Le même jour, Santé publique France révèle pourtant la découverte de 21 cas de salmonellose, dont 15 ayant un lien déjà établi avec la consommation de produits Kinder "dans les jours précédant l'apparition des symptômes". Huit personnes ont été hospitalisées dans l'Hexagone et ont pu rentrer chez elles depuis. L'âge médian des patients touchés est alors de 4 ans.

4Le 8 avril, l'usine d'Arlon est mise à l'arrêt

Accusant Ferrero d'avoir fourni des informations "incomplètes", l'Agence fédérale pour la sécurité de la chaîne alimentaire (Afsca) suspend de facto la production de l'usine Kinder d'Arlon, en lui retirant son autorisation. Selon l'instance belge, le lien établi à la fin mars avec les intoxications "a été confirmé depuis lors". Sur franceinfo, un responsable de l'agence reproche notamment au groupe italien d'avoir laissé "des œufs Kinder se retrouver sur le marché".

"On a remarqué que les informations transmises par Ferrero manquaient de fiabilité, de cohérence. Donc, le lien de confiance est rompu."

Jean-Sébastien Walhin, directeur de la communication de l'Afsca

sur franceinfo

Dans la foulée, Ferrero "reconnaît qu'il y a eu des défaillances internes", qui ont affecté "le partage d'informations" et nui à "la rapidité et l'efficacité des investigations". Le groupe présente alors ses "sincères excuses" à ses consommateurs en Europe et aux Etats-Unis et assure prendre "toutes les mesures nécessaires pour préserver la totale confiance" du public. Désormais, le rappel en France concerne l'ensemble des produits visés, indépendamment de leur date de péremption.

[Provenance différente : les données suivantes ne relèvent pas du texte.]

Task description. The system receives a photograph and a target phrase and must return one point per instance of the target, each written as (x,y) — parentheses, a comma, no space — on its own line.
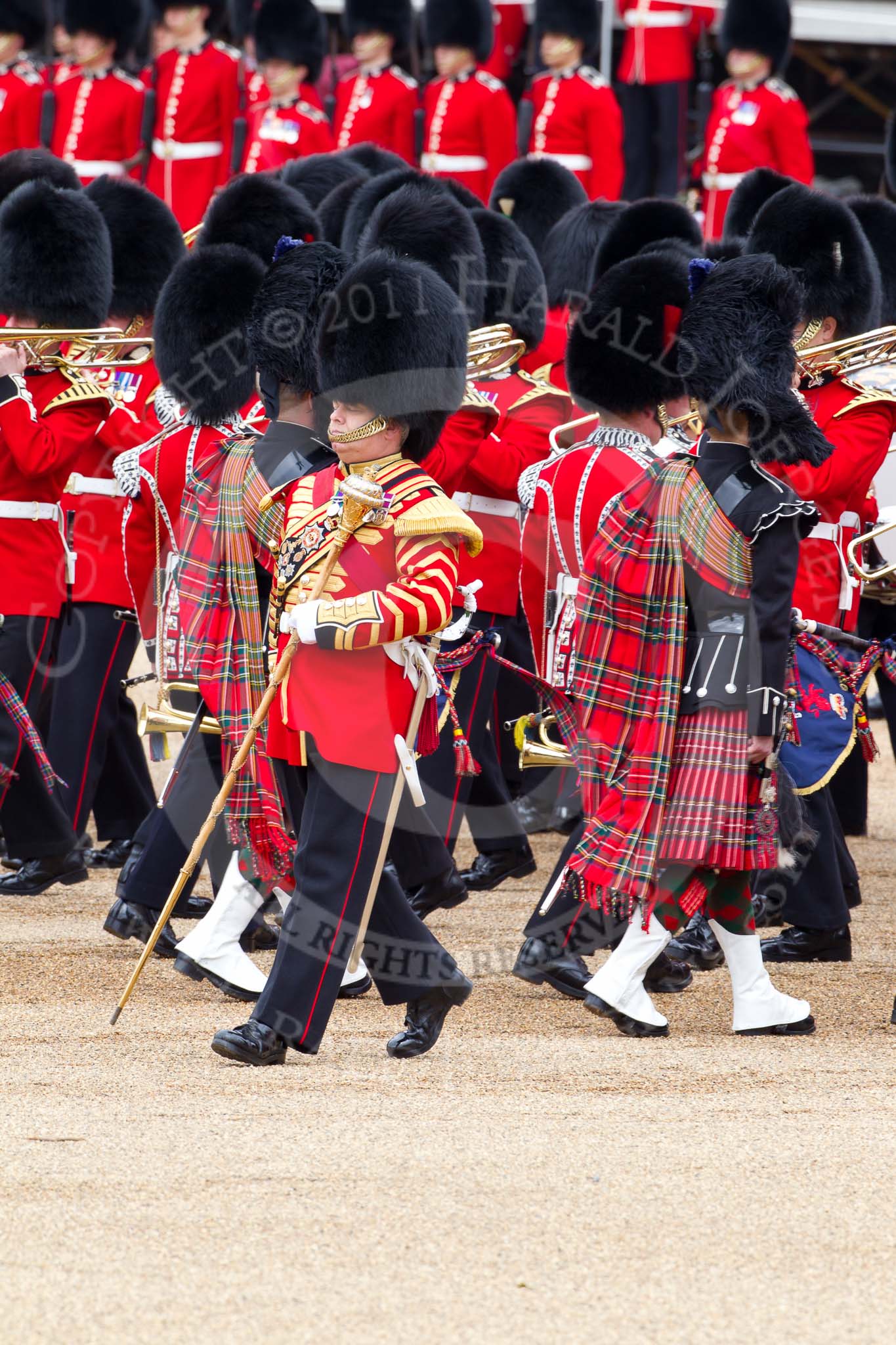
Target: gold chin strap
(352,436)
(809,335)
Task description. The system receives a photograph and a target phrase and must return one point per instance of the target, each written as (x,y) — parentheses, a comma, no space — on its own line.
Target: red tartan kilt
(712,801)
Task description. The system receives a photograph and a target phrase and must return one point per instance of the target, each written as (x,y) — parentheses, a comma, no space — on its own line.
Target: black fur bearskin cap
(393,338)
(738,354)
(202,351)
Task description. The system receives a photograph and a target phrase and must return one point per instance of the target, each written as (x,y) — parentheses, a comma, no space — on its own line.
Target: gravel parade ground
(535,1179)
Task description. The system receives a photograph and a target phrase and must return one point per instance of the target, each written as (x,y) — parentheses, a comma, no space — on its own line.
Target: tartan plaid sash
(224,533)
(629,666)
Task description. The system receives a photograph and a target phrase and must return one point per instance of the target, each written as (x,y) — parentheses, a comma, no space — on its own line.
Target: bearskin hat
(293,32)
(390,16)
(121,20)
(757,26)
(372,158)
(570,18)
(147,242)
(403,354)
(317,175)
(515,282)
(202,351)
(747,200)
(822,242)
(644,225)
(571,248)
(26,18)
(333,209)
(425,222)
(20,165)
(459,23)
(366,201)
(738,354)
(536,192)
(282,331)
(878,219)
(55,257)
(622,353)
(254,211)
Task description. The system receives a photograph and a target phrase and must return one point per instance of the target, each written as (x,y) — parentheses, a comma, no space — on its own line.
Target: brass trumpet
(535,744)
(92,347)
(848,355)
(165,718)
(490,350)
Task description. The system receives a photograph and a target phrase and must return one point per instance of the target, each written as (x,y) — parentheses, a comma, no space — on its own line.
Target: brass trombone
(165,718)
(490,350)
(92,347)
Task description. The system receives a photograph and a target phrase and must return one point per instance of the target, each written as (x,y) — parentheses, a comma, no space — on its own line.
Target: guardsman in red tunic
(352,681)
(654,72)
(289,49)
(821,240)
(55,271)
(93,728)
(757,120)
(378,102)
(22,27)
(575,116)
(196,100)
(622,363)
(98,108)
(471,120)
(202,357)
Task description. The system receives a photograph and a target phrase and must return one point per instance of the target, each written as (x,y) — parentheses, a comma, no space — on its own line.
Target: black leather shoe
(488,871)
(698,946)
(112,856)
(798,944)
(426,1017)
(35,876)
(441,893)
(127,920)
(253,1044)
(536,962)
(626,1025)
(666,977)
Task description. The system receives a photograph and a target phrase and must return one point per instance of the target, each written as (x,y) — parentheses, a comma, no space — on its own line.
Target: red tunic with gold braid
(98,123)
(395,579)
(377,105)
(278,132)
(576,121)
(196,99)
(860,424)
(20,92)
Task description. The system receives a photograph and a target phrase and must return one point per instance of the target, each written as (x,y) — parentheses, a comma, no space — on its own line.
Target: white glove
(303,622)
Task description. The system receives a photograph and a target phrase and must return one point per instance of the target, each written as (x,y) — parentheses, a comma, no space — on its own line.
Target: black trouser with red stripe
(341,813)
(89,721)
(35,822)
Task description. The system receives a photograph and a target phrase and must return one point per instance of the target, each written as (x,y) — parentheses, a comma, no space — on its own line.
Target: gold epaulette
(540,387)
(81,390)
(475,401)
(438,514)
(867,397)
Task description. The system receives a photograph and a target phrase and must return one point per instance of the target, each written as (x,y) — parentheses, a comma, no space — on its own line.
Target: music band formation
(464,491)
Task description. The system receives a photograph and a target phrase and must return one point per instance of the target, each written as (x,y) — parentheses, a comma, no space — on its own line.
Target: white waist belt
(32,510)
(187,148)
(656,19)
(575,163)
(97,167)
(721,181)
(78,485)
(485,505)
(453,163)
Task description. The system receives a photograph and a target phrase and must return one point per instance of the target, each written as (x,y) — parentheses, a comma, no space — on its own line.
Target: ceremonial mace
(360,495)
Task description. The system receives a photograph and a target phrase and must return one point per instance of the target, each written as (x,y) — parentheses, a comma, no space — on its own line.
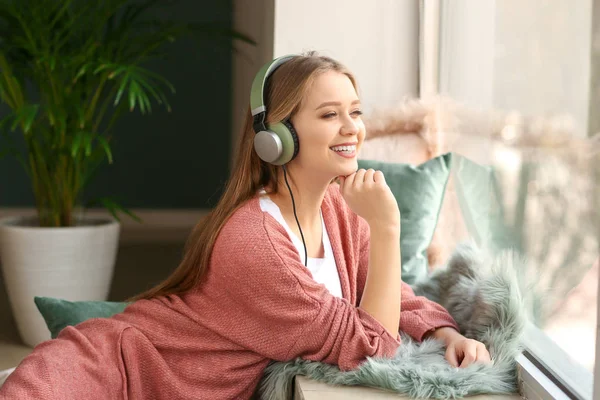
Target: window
(533,70)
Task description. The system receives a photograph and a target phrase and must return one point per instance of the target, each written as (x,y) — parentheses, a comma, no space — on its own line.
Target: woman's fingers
(470,354)
(451,355)
(483,355)
(378,177)
(369,175)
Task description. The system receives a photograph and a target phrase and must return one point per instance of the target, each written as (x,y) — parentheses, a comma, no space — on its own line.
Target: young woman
(289,264)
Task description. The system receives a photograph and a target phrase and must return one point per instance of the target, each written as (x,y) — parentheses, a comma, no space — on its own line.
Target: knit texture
(258,303)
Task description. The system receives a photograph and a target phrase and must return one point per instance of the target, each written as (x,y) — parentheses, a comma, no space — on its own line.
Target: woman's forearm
(382,294)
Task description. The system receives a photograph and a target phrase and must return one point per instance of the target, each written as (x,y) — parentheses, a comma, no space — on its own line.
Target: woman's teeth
(344,149)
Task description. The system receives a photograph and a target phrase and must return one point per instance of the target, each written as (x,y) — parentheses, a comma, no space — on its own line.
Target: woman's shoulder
(249,226)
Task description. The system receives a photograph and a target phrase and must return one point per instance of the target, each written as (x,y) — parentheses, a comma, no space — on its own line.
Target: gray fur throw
(483,295)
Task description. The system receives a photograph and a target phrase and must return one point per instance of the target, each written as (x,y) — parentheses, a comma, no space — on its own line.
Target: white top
(324,270)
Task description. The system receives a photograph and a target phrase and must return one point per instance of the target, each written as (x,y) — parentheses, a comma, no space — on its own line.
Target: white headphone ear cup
(288,140)
(268,146)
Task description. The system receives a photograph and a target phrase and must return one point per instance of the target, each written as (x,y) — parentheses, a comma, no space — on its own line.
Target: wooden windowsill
(307,389)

5Le 11 avril, la justice belge ouvre une enquête

L'affaire prend finalement un tournant judiciaire avec l'ouverture d'une investigation officielle par le parquet de la province de Luxembourg, dans le sud de la Belgique, pour établir d'éventuelles responsabilités au sein de l'usine située à Arlon. Selon l'Autorité européenne de sécurité des aliments, des recherches  supplémentaires seront "nécessaires pour identifier la source exacte et le moment précis de la contamination" et pour se pencher sur "l'utilisation plus large de matières premières contaminées dans d'autres usines".

Pour l'heure, Ferrero France invite toujours ses clients à la contacter au 0 800 65 36 53, par courriel à contact.fr@ferrero.com ou sur les réseaux sociaux. L'entreprise propose des bons d'achat en guise de dédommagement et précise que son service consommateurs restera ouvert pendant le week-end de Pâques. Elle souligne que "les produits Kinder dédiés à Pâques ne sont pas tous concernés par le rappel en cours".